Woda jest najbardziej naturalnym środowiskiem dla maleńkich dzieci – wszak pierwsze dziewięć miesięcy życia to okres gdy przebywały wśród wód płodowych. Stąd też Wasze wizyty na basenie mogą stać się fascynującą przygodą, która dodatkowo wpłynie na rozwój młodego organizmu. Zabawy w wodzie mogą działać kojąco na rozdrażnionego malucha – odprężać i relaksować. W basenie nasze ciało jest bardziej rozluźnione. Pływanie odgrywa także kluczową rolę w budowaniu i późniejszym umacnianiu więzi emocjonalnej między dzieckiem, a jego rodzicami.
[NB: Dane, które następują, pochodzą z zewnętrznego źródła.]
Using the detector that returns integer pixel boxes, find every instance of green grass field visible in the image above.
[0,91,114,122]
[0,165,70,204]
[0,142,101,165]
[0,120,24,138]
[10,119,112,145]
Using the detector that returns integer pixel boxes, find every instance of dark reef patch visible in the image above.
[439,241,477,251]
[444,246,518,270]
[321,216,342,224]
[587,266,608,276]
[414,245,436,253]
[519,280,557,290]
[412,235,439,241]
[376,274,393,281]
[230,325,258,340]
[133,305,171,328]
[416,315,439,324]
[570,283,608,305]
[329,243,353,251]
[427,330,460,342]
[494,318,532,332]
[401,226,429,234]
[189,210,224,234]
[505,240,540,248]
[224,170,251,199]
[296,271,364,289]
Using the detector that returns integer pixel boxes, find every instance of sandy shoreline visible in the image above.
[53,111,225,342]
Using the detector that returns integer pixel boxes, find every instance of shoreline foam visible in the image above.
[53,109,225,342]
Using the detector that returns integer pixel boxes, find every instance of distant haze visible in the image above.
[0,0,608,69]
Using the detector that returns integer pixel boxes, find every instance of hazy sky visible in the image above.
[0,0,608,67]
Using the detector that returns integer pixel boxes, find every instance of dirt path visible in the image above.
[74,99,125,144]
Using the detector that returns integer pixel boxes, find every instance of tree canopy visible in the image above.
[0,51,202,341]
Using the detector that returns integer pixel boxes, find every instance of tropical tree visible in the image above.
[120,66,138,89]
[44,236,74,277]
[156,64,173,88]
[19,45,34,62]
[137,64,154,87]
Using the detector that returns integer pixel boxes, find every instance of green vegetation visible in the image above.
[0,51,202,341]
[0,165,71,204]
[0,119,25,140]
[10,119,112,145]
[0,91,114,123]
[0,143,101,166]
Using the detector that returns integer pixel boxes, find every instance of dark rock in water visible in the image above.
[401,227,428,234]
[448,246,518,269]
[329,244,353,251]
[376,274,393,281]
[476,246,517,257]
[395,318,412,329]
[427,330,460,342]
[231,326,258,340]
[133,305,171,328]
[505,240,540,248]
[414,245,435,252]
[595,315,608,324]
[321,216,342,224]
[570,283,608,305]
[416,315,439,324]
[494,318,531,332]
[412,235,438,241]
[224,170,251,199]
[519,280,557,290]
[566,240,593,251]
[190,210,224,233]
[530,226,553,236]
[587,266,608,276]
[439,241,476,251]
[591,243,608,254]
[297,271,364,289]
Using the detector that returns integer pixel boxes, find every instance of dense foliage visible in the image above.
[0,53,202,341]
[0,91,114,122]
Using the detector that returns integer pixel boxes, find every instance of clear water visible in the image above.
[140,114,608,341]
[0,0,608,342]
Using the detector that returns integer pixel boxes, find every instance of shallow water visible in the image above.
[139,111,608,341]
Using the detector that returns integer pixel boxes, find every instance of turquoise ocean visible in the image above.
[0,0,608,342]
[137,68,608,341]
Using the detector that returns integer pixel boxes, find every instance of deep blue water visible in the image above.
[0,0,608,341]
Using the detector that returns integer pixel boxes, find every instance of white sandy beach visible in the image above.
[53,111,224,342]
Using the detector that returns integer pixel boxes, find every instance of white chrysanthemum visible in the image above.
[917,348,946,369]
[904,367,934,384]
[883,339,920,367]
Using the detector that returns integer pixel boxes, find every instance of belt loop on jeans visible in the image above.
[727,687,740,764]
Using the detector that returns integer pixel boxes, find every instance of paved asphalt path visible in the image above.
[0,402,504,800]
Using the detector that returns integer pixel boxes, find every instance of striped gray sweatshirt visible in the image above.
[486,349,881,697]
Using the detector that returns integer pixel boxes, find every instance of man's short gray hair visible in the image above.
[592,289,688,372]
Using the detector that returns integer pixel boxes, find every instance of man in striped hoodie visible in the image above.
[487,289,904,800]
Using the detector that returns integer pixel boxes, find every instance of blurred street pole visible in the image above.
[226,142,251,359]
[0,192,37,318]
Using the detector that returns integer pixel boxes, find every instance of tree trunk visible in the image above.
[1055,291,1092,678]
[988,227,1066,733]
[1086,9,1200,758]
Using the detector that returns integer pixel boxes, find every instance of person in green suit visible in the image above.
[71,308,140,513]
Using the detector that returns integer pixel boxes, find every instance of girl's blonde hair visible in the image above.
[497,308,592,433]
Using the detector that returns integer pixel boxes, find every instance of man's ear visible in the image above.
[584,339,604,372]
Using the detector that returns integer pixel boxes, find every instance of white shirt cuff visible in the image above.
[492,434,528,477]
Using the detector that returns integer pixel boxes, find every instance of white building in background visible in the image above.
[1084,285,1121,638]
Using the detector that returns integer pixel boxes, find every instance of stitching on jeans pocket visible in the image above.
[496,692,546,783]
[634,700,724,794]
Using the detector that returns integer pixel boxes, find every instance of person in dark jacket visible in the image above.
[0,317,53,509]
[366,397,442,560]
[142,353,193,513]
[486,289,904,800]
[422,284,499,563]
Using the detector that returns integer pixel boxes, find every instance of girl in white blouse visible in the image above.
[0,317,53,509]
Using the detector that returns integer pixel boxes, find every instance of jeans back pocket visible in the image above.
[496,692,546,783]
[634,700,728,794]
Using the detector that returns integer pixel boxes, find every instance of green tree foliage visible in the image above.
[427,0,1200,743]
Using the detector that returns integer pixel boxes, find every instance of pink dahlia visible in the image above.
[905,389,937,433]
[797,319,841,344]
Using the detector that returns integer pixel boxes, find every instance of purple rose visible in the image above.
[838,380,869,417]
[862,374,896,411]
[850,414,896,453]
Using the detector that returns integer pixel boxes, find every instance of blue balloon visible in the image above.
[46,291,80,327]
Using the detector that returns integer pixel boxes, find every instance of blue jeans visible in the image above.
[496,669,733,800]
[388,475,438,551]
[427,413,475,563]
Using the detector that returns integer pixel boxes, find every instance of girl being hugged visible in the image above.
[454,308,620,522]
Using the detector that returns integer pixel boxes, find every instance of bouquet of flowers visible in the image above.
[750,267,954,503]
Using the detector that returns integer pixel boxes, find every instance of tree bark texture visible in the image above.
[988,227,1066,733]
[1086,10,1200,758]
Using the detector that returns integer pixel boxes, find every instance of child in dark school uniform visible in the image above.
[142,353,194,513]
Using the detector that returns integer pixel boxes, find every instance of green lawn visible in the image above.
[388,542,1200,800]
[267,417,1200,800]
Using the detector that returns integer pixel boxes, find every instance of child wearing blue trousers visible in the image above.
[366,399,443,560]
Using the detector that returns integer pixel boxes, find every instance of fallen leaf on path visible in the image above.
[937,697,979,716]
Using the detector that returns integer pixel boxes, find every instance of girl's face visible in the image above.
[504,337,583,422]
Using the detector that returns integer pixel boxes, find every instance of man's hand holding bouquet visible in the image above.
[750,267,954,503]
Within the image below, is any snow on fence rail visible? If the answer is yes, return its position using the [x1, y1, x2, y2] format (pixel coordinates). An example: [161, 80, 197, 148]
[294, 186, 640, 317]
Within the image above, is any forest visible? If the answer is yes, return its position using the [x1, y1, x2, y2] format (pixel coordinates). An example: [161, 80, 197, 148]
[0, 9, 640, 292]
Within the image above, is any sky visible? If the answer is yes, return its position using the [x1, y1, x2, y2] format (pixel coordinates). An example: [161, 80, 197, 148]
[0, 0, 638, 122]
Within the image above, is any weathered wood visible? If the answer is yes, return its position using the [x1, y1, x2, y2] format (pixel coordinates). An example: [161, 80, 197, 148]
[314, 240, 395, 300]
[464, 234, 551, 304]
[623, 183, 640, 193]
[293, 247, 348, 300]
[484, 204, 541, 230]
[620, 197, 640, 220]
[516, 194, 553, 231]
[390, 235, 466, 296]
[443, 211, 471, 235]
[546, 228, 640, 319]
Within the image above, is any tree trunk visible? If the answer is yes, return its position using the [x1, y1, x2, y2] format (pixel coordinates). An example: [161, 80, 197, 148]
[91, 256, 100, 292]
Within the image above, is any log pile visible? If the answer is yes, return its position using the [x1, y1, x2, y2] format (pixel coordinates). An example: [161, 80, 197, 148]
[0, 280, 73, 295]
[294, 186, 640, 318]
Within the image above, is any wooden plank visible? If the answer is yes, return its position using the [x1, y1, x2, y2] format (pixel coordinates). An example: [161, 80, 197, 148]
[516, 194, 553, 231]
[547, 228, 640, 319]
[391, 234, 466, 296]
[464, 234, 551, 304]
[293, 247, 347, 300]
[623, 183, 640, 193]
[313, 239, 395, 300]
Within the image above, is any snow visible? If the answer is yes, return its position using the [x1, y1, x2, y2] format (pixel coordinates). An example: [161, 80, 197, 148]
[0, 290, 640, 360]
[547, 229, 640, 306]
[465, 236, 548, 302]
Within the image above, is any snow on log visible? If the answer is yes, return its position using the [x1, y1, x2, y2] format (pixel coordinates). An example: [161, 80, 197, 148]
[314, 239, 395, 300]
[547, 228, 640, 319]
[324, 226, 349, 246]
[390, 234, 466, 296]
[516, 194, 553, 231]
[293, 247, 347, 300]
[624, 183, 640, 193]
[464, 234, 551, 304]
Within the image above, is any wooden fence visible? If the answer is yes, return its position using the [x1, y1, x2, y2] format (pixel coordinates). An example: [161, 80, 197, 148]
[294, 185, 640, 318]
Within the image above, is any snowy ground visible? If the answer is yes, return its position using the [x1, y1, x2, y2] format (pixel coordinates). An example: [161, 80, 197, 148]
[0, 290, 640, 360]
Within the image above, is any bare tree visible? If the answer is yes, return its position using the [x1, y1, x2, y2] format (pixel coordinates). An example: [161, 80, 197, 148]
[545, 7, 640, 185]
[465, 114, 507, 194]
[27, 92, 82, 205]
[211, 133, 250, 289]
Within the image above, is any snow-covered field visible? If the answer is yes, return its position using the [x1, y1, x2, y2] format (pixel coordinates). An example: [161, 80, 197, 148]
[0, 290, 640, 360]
Pływanie stymuluje rozwój ruchowy (dziecko jest sprawniejsze i rozwija się szybciej od swoich rówieśników), korzystnie wpływa na koordynację ruchów, jest rewelacyjną gimnastyką dla stawów i mięśni, poprawia plastyczność, płynność i estetykę ruchów malucha oraz reguluje sposób oddychania dziecka. To także bardzo dobry sposób na zahartowanie organizmu
Może Ci się wydawać to nieprawdopodobne, ale już kilkumiesięczne dziecko można zabrać na basen – jest to wręcz zalecane. Bardzo ważne jest, aby rozpocząć lekcje pływania jak najszybciej, wtedy gdy dziecko jest jeszcze naprawdę małe. Utrzymują się wtedy u niego odruchy z życia płodowego takie jak: nie odczuwanie strachu czy dyskomfortu związanego z przebywaniem w wodzie i nie otwieranie ust podczas zanurzania się. Wszystkie te odruchy zanikają zwykle po 8. miesiącu życia. Bardzo ważnym elementem „przed-basenowych” przygotowań jest wizyta u pediatry. Powinien on bardzo dokładnie zbadać niemowlę i odpowiedzieć na pytanie czy nie ma jakichś przeciwwskazań do kąpieli.
Będąc już na pływalni musisz pamiętać, aby nie wchodzić z dzieckiem do wody zaraz po jedzeniu, optymalnie rozpocząć pływanie godzinę – półtorej po konsumpcji. Malucha należy wnieść na basen w ręczniku i zdjąć go dopiero tuż przed wejściem do wody. Podczas pływania całe ciało malucha powinno być zanurzone (aż do linii barków). Natychmiast po wyjściu z wody należy okryć i wytrzeć do sucha ciało dziecka – traci ono ciepło w bardzo szybkim tempie.
Ważne jest, aby kilka pierwszych wizyt na basenie odbyło się w towarzystwie instruktora. Nauczy Cię on zasad bezpieczeństwa i technik asekuracji oraz zaprezentuje jak pewnie trzymać malucha. Warto spróbować kilku ćwiczeń pod czujnym okiem instruktora/ratownika, który dostrzeże wszystkie Twoje błędy i pokaże, jak wykonywać kolejne czynności poprawnie i nie zniechęcić bobasa, a wręcz zainteresować go na tyle skutecznie, aby każda kolejna wizyta na basenie była dla niego przyjemnością. Nie bój się, że Twoja pociecha będąc pod wodą otworzy usta i zacznie „oddychać” – do około 6. miesiąca życia dzieci mają naturalny odruch wstrzymywania oddechu pod wodą. Nie obawiaj się też, że nie podtrzymywane i nie asekurowane dziecko, natychmiast zacznie się zanurzać i tonąć – okazuje się, że potrafi się unosić swobodnie na wodzie i nie tonie!
Korzystajcie z basenu jak najczęściej, najlepiej wprowadzając tę aktywność do kalendarza na stałe. Niedzielne przedpołudnie to jedna z możliwości.